Using LLMs to identify vulnerabilities in smart contracts

September 28, 2023

LLMs can be powerful tools in the arsenal of security researchers.

Using LLMs to identify vulnerabilities in smart contracts



The rapid growth of Web3 has unfortunately been accompanied by a concerning trend: over $4.7 billion lost to hacks since 2020. This staggering figure not only represents significant financial losses but also damages the reputation and credibility of the entire industry. While comprehensive security audits could prevent many of these issues, they remain prohibitively expensive—often costing up to $100,000 per audit. Even more concerning, even audited protocols can still get breached as vulnerabilities slip through initial reviews or code changes introduce new weaknesses.

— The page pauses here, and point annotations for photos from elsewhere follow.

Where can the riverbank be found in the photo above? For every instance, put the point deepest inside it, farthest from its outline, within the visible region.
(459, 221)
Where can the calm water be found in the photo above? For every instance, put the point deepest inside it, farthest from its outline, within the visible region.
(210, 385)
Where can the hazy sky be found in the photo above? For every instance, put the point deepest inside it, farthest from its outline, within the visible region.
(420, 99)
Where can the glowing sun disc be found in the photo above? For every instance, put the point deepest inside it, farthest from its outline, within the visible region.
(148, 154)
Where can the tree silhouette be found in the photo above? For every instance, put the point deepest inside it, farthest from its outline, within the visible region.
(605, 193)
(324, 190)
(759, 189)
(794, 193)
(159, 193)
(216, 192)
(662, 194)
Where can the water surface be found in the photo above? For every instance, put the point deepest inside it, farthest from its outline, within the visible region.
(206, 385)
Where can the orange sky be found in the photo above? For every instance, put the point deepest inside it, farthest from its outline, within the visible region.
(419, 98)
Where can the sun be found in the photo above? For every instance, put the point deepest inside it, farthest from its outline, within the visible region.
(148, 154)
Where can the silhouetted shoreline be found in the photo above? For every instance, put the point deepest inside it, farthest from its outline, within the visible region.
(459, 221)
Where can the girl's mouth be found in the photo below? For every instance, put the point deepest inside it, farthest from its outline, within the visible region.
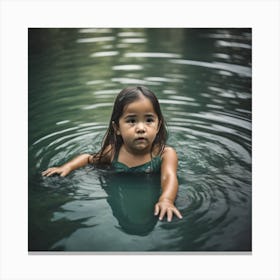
(140, 139)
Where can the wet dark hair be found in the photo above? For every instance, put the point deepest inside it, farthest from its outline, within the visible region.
(114, 141)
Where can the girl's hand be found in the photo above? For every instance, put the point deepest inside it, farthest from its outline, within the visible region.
(166, 207)
(61, 170)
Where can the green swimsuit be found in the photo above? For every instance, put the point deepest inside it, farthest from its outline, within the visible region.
(152, 166)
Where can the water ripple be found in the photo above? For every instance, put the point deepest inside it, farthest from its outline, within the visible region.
(238, 69)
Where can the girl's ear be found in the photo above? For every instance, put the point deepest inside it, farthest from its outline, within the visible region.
(116, 128)
(159, 126)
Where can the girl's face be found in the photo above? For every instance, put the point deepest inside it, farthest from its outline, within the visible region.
(138, 125)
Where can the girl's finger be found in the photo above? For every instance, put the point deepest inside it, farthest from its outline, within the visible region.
(156, 209)
(162, 214)
(169, 215)
(177, 213)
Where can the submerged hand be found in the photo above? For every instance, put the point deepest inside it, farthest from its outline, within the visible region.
(166, 207)
(61, 170)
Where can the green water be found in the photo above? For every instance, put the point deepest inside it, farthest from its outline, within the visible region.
(202, 78)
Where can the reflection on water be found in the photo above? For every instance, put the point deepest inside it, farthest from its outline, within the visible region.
(202, 78)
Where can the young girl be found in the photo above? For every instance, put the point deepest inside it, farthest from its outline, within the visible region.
(135, 142)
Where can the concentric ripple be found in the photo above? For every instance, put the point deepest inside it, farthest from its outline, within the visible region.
(203, 82)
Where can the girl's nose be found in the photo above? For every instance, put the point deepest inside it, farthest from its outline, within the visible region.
(140, 128)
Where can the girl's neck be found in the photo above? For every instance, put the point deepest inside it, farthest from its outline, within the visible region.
(131, 158)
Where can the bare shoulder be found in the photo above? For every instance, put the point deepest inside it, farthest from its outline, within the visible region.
(169, 153)
(106, 156)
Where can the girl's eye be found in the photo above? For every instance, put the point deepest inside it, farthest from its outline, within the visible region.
(150, 120)
(131, 121)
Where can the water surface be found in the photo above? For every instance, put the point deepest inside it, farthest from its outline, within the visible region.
(202, 78)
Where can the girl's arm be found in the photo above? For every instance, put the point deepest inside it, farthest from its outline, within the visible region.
(169, 185)
(69, 166)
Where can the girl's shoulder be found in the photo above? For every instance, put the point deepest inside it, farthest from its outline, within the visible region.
(103, 157)
(168, 152)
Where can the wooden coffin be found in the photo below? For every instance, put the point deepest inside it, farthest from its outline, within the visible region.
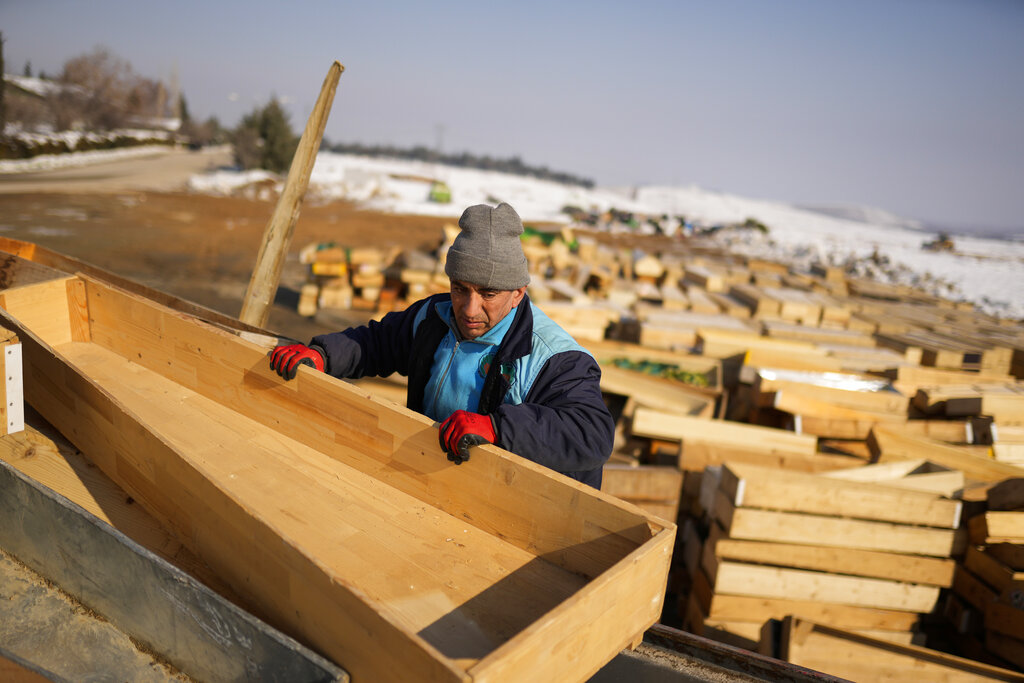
(333, 513)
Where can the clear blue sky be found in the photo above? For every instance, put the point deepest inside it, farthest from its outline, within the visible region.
(915, 107)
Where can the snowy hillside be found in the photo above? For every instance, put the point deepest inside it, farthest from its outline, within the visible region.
(870, 242)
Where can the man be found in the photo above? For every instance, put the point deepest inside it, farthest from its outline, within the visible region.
(482, 360)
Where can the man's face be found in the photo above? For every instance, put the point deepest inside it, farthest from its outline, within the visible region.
(476, 309)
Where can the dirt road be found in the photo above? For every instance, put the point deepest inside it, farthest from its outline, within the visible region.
(161, 170)
(132, 217)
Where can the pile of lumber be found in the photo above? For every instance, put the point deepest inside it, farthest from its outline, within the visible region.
(823, 443)
(367, 279)
(987, 602)
(867, 556)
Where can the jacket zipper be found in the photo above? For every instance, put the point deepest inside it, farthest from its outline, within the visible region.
(455, 349)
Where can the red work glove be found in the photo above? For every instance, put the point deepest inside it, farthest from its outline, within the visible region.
(462, 430)
(286, 359)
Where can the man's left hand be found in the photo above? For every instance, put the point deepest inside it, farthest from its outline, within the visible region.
(462, 430)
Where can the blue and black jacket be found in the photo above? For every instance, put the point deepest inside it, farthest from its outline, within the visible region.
(541, 389)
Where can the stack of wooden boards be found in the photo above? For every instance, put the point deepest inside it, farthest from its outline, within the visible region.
(865, 556)
(743, 390)
(865, 425)
(987, 601)
(367, 279)
(334, 514)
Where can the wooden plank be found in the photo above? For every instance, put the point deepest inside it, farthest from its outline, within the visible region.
(988, 568)
(654, 488)
(908, 474)
(888, 444)
(752, 524)
(784, 584)
(1006, 619)
(655, 392)
(973, 590)
(1007, 495)
(759, 609)
(278, 235)
(860, 657)
(43, 306)
(361, 468)
(997, 526)
(1011, 554)
(893, 566)
(753, 486)
(655, 424)
(44, 455)
(11, 384)
(697, 456)
(1009, 648)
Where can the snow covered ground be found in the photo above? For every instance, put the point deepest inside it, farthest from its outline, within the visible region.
(988, 272)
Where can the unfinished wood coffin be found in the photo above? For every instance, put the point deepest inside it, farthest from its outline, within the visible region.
(335, 513)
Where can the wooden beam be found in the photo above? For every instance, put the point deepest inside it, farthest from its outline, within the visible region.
(278, 235)
(888, 444)
(860, 657)
(784, 584)
(753, 486)
(893, 566)
(299, 493)
(655, 424)
(752, 524)
(997, 526)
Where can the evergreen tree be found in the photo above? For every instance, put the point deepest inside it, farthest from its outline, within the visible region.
(264, 139)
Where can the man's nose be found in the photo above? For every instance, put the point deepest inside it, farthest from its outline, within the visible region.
(473, 304)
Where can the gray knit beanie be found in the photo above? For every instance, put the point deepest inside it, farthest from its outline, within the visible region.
(487, 252)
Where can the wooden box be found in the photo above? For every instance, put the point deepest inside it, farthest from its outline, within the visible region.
(333, 513)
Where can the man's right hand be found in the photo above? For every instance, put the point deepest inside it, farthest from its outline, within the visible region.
(286, 359)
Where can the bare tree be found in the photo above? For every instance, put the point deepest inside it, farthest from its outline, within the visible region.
(102, 92)
(3, 88)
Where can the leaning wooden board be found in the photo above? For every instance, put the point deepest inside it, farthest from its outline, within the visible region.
(333, 512)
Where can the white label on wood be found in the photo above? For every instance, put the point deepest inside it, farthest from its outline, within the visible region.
(15, 388)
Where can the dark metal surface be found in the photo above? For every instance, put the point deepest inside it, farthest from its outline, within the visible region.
(177, 619)
(669, 655)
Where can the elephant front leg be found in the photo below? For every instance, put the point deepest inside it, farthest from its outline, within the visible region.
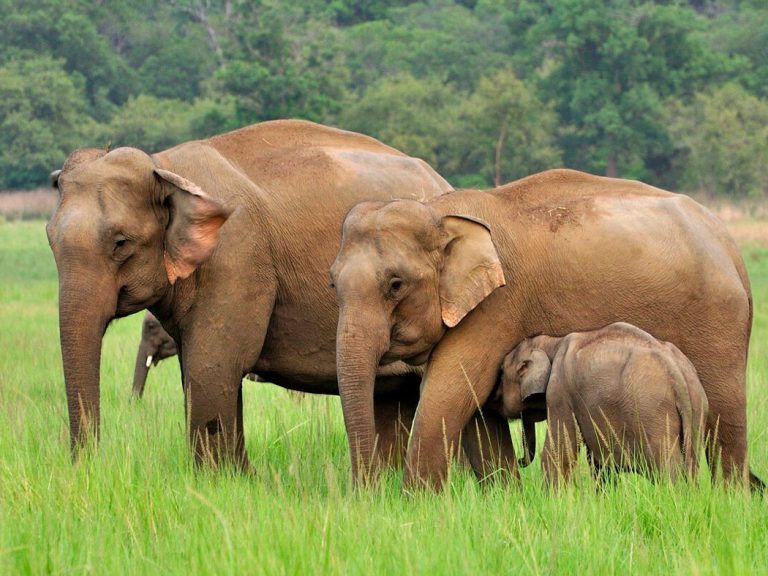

Web3's Unique Security Challenges

Unlike traditional web applications, Web3 poses distinct security risks for several critical reasons:

  • Immutability: Smart contracts cannot be easily patched once deployed, allowing vulnerabilities to persist indefinitely.

  • Public exposure: All code is visible on-chain, giving attackers unlimited time to study potential weaknesses.

  • Financial incentives: Cryptocurrencies create direct financial motivation for hackers, who can steal funds rather than just targeting user data.
  • With billions already lost and limited resources for comprehensive auditing, the industry urgently needs better tools to analyze contracts, generate test cases, and assist overburdened security researchers.

    How LLMs Can Help

    While large language models (LLMs) can't independently identify novel exploits yet, they can significantly enhance the security workflow in several ways:

    Parsing Security Tool Outputs


    Static analyzers, fuzzers, and test generators produce massive outputs riddled with false positives. LLMs can help surface potentially problematic findings for human review. With context windows now up to 200,000 tokens on models like Claude 2, they can analyze entire codebases and potentially catch subtle bugs from distant interactions.

    Accelerating Test Generation


    LLMs can rapidly generate unit tests to achieve higher coverage and find edge cases, complementing existing fuzzing techniques. Fine-tuning on domain data can further improve performance, leveraging resources like Smart Contract VulnDB with its 26,000 examples of vulnerabilities.

    Summarizing Findings


    LLMs can digest results from multiple tools and produce integrated summaries, reducing manual reporting needs.

    Modular Detection Models


    Recent multi-task learning models show promise in detecting and classifying different bug types. Open models like Llama 2 enable community-led efforts to fine-tune specialized detectors on web3 data.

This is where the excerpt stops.